By [this plan] only could the spiritual creation go on in its evolution [!] to greater and to higher things. It was the will of the Father, to whom they all owed their existence as progressive, spiritual organizations. To bow to Him was no humiliation. To honor and obey Him was their duty. To follow the First Born, Him whom the Father had chosen as mediator, was no more than a Father should request. Any other plan would lead to confusion. Thus reasoned the followers of Christ (18).
Finally, Anderson includes the since-repudiated idea of the “less valiant”:
Then there were others, not valiant in either cause, who stood on neutral ground. Without strength of character to come out boldly, they aided neither the right nor the wrong. Weak-minded as they were, they could not be trusted, nor could Lucifer win them over.
Meanwhile, the earth, rolling in space, evolved from its chaotic state, and in time became a fit abode for the higher creations of God (18-19).
Most striking to me is that Anderson doesn’t follow the now-typical “force” interpretation. (Incidentally, the Gospel Principles chapter on “Freedom to Choose” doesn’t explicitly advance the “Lucifer wanted to force us to do good” interpretation, either.) He depicts Lucifer as promising a consequence-free sojourn in mortality. (Incidentally, this is similar to Terryl Givens’s recent work in which he describes Lucifer as attempting to decouple choice and consequence.)
As an added bonus, notice Anderson’s dual reference to evolution—a spiritual and earthly type—a term that would become more contentious in the years to come.
This serves as a great reminder that different approaches to Mormon theological claims exist, waiting for us to draw on and/or wrestle with them. For more on “the Fall” in Mormon thought more broadly, you might check out aquinas’s excellent ongoing project.
1. Terryl L. Givens, People of Paradox: A History of Mormon Culture (New York: Oxford University Press, 2007), 287.
3. Anderson, Added Upon: A Story, (Salt Lake City: Deseret News Press, 1912), 3. I love his additional comment on the value of letting the mind wander on matters theological: “It is hoped that the mind of the reader, illumined by the Spirit of the Lord, will be able to fill in all the details that the heart may desire, to wander at will in the garden of the Lord, and dwell in peace in the mansions of the Father.”

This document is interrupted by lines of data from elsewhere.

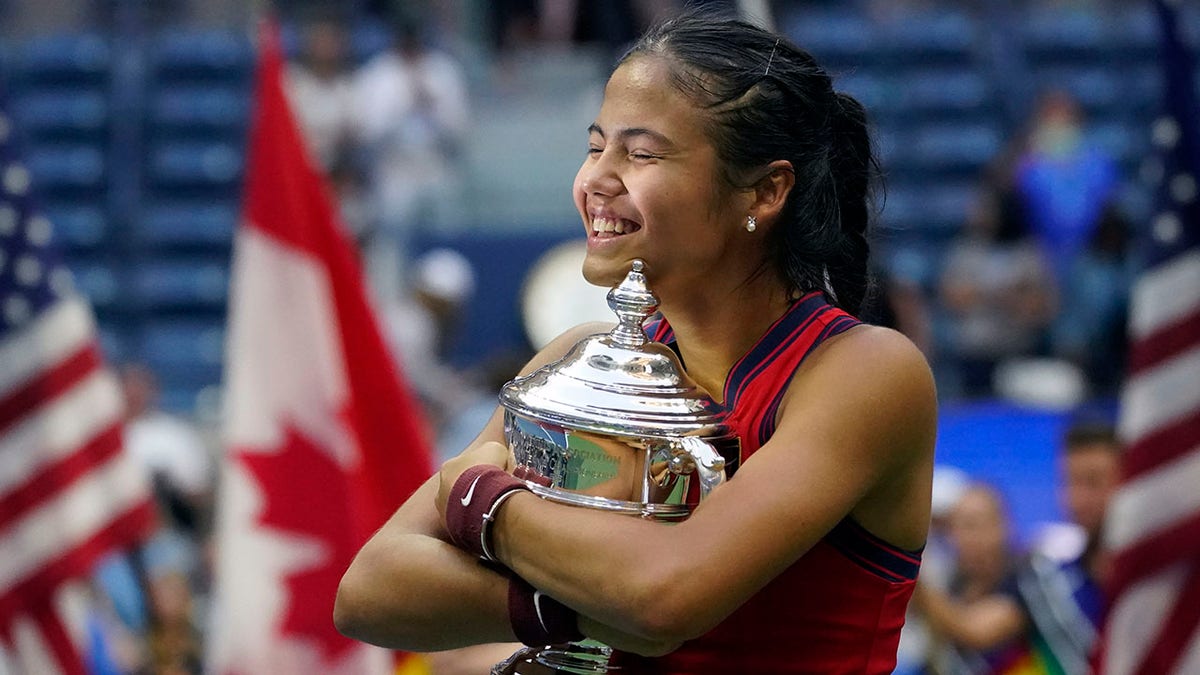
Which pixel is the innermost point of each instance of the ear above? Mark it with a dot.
(772, 190)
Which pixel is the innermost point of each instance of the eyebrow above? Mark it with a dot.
(625, 133)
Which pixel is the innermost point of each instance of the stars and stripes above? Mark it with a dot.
(1153, 527)
(69, 494)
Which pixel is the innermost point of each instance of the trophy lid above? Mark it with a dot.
(618, 383)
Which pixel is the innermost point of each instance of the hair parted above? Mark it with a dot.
(769, 100)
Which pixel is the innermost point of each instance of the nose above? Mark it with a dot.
(598, 175)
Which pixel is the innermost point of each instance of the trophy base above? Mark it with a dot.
(570, 659)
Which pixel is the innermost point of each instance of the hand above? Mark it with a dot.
(491, 452)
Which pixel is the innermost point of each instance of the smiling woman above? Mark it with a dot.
(724, 159)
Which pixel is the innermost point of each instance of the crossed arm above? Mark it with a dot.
(855, 436)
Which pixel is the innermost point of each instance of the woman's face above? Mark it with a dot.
(649, 189)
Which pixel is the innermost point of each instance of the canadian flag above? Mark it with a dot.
(323, 441)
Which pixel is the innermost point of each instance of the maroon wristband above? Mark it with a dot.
(539, 620)
(473, 502)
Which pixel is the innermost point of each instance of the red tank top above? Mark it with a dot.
(839, 608)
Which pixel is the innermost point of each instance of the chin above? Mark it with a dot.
(604, 273)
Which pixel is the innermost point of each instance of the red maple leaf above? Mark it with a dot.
(307, 495)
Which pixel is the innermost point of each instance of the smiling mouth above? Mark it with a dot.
(606, 228)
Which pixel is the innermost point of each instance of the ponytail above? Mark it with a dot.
(852, 167)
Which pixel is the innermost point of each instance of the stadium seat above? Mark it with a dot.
(949, 93)
(196, 54)
(196, 163)
(195, 284)
(61, 59)
(941, 150)
(928, 37)
(203, 223)
(97, 281)
(77, 112)
(169, 344)
(201, 109)
(78, 226)
(66, 167)
(840, 39)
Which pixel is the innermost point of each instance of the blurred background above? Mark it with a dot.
(1015, 139)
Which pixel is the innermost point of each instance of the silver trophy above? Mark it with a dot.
(616, 425)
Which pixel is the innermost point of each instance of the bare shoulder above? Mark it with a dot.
(875, 386)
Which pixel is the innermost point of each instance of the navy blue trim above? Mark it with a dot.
(768, 419)
(873, 554)
(786, 330)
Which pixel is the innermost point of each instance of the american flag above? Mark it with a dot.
(1153, 527)
(69, 494)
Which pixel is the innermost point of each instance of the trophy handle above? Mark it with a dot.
(709, 463)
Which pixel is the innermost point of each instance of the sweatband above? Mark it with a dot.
(474, 500)
(539, 620)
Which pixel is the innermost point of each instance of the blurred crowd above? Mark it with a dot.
(989, 603)
(1029, 303)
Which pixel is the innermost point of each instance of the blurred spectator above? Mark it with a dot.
(411, 115)
(899, 303)
(936, 567)
(978, 617)
(1062, 601)
(172, 449)
(997, 291)
(318, 85)
(421, 324)
(1091, 329)
(1063, 180)
(616, 23)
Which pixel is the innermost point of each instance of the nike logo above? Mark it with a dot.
(537, 605)
(471, 491)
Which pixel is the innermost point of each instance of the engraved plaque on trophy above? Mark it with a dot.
(615, 425)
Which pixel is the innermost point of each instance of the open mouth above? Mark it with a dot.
(606, 227)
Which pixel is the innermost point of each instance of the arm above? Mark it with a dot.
(858, 414)
(408, 587)
(978, 625)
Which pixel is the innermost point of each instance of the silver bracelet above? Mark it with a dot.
(489, 518)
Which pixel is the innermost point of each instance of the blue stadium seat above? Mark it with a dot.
(945, 93)
(941, 36)
(927, 211)
(77, 226)
(197, 284)
(839, 39)
(60, 59)
(61, 112)
(187, 356)
(187, 223)
(205, 108)
(202, 54)
(97, 281)
(948, 149)
(171, 344)
(60, 167)
(197, 163)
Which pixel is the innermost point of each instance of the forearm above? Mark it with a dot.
(408, 589)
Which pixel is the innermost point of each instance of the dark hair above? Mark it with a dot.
(769, 100)
(1091, 432)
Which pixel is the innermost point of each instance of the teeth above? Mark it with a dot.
(617, 226)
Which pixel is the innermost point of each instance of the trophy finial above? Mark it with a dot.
(633, 303)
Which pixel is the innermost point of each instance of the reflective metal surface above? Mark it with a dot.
(616, 425)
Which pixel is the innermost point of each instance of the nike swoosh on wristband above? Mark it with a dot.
(537, 607)
(471, 491)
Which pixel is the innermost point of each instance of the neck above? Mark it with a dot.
(713, 330)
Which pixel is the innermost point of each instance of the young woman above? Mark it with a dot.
(723, 157)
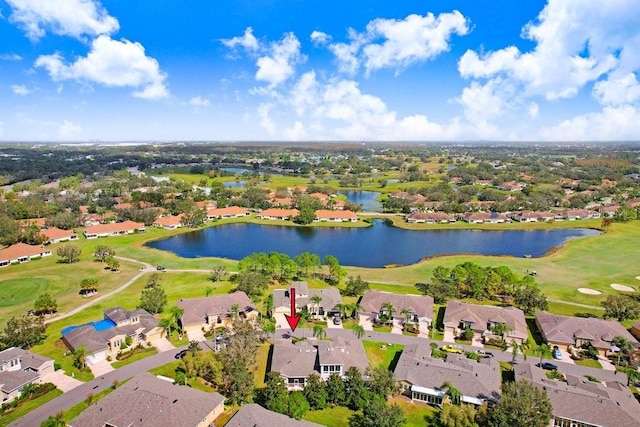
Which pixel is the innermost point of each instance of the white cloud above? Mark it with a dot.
(319, 38)
(277, 65)
(68, 129)
(10, 57)
(617, 90)
(247, 41)
(612, 123)
(576, 43)
(200, 102)
(399, 43)
(111, 63)
(74, 18)
(20, 90)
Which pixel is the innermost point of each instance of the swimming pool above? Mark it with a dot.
(100, 325)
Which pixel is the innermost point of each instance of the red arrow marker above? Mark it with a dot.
(294, 318)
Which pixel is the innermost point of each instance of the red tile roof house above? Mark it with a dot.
(57, 235)
(420, 308)
(278, 214)
(230, 212)
(146, 400)
(295, 362)
(430, 218)
(21, 252)
(336, 216)
(482, 319)
(19, 368)
(138, 324)
(580, 402)
(567, 331)
(215, 311)
(421, 377)
(170, 222)
(115, 229)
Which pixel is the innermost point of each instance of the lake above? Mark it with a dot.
(374, 246)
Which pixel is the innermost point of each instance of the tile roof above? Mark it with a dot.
(604, 404)
(482, 315)
(565, 330)
(149, 401)
(421, 305)
(254, 415)
(479, 379)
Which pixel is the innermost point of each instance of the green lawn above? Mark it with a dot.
(331, 417)
(29, 406)
(381, 354)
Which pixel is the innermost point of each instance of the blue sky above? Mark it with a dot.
(306, 70)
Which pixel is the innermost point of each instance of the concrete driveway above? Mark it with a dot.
(100, 368)
(196, 335)
(163, 344)
(61, 380)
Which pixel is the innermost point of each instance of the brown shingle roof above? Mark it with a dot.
(149, 401)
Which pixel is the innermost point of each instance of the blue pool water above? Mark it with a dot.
(100, 325)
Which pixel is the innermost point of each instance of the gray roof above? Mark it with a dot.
(421, 305)
(565, 329)
(605, 404)
(93, 340)
(149, 401)
(481, 315)
(480, 379)
(254, 415)
(305, 357)
(197, 309)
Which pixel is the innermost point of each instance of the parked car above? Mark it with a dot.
(451, 348)
(547, 366)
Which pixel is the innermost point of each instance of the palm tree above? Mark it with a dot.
(319, 332)
(315, 300)
(389, 309)
(358, 331)
(455, 396)
(543, 350)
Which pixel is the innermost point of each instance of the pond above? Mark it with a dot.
(375, 246)
(366, 198)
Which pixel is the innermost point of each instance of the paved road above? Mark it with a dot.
(78, 394)
(146, 268)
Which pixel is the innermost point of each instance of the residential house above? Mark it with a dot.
(419, 308)
(486, 321)
(296, 361)
(582, 403)
(170, 222)
(21, 252)
(336, 216)
(226, 213)
(19, 368)
(421, 377)
(254, 415)
(484, 218)
(430, 217)
(278, 214)
(146, 400)
(57, 235)
(567, 331)
(329, 299)
(114, 229)
(106, 337)
(215, 311)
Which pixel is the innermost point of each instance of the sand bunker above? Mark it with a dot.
(623, 288)
(589, 291)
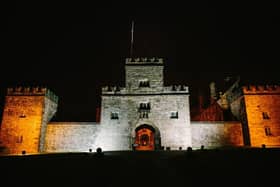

4. For a great overview on various interpretations see Boyd Jay Peterson, “’One Soul Shall Not Be Lost’: The War in Heaven in Mormon Thought,” Journal of Mormon History Vol. 38, No. 1 (Winter 2012), pp. 1-50. Since I only saw a pre-publication copy of Peterson’s article I’m not sure if he directly examined Anderson’s presentation in the final published draft, though he was aware of it.